You iterate through the first and for every element in A and if it does not exist in the map, put it in there with a value of 1, if it already exists in the map, add one to that value.
Next, iterate through B, and if the value exists, subtract 1. If not, put -1 in the value on the table for that element.
Finally, iterate through the map and for any element that has a value != 0, print out as a difference.

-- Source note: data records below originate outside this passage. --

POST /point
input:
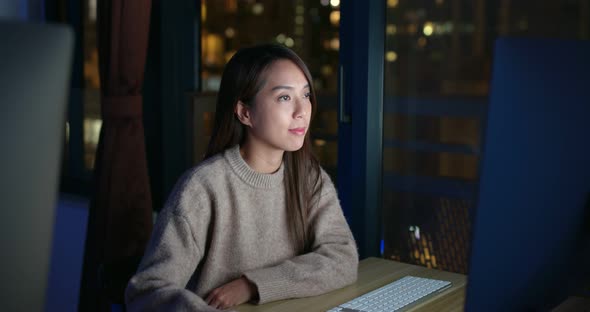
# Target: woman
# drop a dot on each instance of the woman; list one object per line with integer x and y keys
{"x": 258, "y": 220}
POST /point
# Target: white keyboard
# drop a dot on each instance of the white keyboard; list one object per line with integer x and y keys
{"x": 394, "y": 296}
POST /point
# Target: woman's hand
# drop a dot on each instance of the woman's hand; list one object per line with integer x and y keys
{"x": 231, "y": 294}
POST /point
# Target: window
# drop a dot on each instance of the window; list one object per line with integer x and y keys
{"x": 437, "y": 71}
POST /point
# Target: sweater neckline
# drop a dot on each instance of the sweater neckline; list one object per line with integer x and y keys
{"x": 248, "y": 175}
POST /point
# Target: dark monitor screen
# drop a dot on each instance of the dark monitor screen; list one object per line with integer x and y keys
{"x": 35, "y": 63}
{"x": 530, "y": 238}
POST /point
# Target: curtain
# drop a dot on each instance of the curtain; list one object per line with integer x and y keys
{"x": 120, "y": 216}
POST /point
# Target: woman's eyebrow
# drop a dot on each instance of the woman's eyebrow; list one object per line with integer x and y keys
{"x": 282, "y": 87}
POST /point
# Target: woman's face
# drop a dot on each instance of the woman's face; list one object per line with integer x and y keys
{"x": 280, "y": 115}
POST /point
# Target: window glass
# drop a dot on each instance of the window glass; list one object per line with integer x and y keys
{"x": 438, "y": 57}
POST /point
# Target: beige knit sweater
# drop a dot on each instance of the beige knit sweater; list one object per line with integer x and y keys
{"x": 224, "y": 220}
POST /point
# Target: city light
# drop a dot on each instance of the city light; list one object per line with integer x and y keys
{"x": 281, "y": 38}
{"x": 422, "y": 42}
{"x": 335, "y": 44}
{"x": 335, "y": 18}
{"x": 230, "y": 32}
{"x": 289, "y": 42}
{"x": 257, "y": 8}
{"x": 299, "y": 20}
{"x": 391, "y": 56}
{"x": 428, "y": 28}
{"x": 391, "y": 29}
{"x": 392, "y": 3}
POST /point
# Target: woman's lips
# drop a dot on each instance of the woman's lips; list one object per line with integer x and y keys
{"x": 297, "y": 131}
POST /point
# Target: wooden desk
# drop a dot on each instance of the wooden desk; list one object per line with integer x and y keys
{"x": 374, "y": 273}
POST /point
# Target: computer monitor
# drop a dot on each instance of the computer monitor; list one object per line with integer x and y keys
{"x": 530, "y": 237}
{"x": 35, "y": 65}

private static <T> List<T> intersectArrays(List<T> a, List<T> b) {
Map<T, Long> intersectionCountMap = new HashMap<T, Long>((((Math.max(a.size(), b.size()))*4)/3)+1);
List<T> returnList = new LinkedList<T>();
for(T element : a) {
Long count = intersectionCountMap.get(element);
if (count != null) {
intersectionCountMap.put(element, count+1);
} else {
intersectionCountMap.put(element, 1L);
}
}
for (T element : b) {
Long count = intersectionCountMap.get(element);
if (count != null) {
intersectionCountMap.put(element, count-1);
} else {
intersectionCountMap.put(element, -1L);
}
}
for(T key : intersectionCountMap.keySet()) {
Long count = intersectionCountMap.get(key);
if (count != null && count != 0) {
for(long i = 0; i < count; i++) {
returnList.add(key);
}
}
}
return returnList;
}
This should run in O(n)
, as we're only iterating the Lists each once, and the Map once. The Data structures here used in Java should be efficient, as the HashMap
is constructed with a capacity that can handle the largest size of the lists.
I'm using a LinkedList
for the return as it provides us a way of adding and iterating through a list for our unknown sized intersection.
Upvotes: 2
Reputation: 22171
public static void main(String[] args) {
char[] a = {'a', 'b', 'c', 'd'};
char[] b = {'c', 'd', 'e', 'f'};
System.out.println(intersect(a, b));
}
private static Set<Character> intersect(char[] a, char[] b) {
Set<Character> aSet = new HashSet<Character>();
Set<Character> intersection = new HashSet<Character>();
for (char c : a) {
aSet.add(c);
}
for (char c : b) {
if (aSet.contains(c)) {
intersection.add(c);
}
}
return intersection;
}
Upvotes: 5
Reputation: 2519
Since this looks to me like a string algorithm, I'll assume for a moment that its not possible to sort this sequence (hence string) then you can use Longest Common Sequence algorithm (LCS)
Assuming the input size is constant, then the problem has a complexity of O(nxm), (length of the two inputs)
Upvotes: 11
Reputation: 19033
You can use tree, but time will be O(n(log n)) and elements must be comparable
Upvotes: 1
Reputation: 48654
The best way is not to start with arrays at all. Arrays are optimal for random access to elements, but not optimal for searching (which is what finding the intersection is all about). As you are talking about intersection, you must be regarding the arrays as sets. So use a more appropriate data structure (in Java, a Set
). Then the task is much more efficient.
Upvotes: 1
Reputation: 121387
Asymptotically, this takes the complexity of sorting. i.e. O(NlogN) where N is the length of longer input array.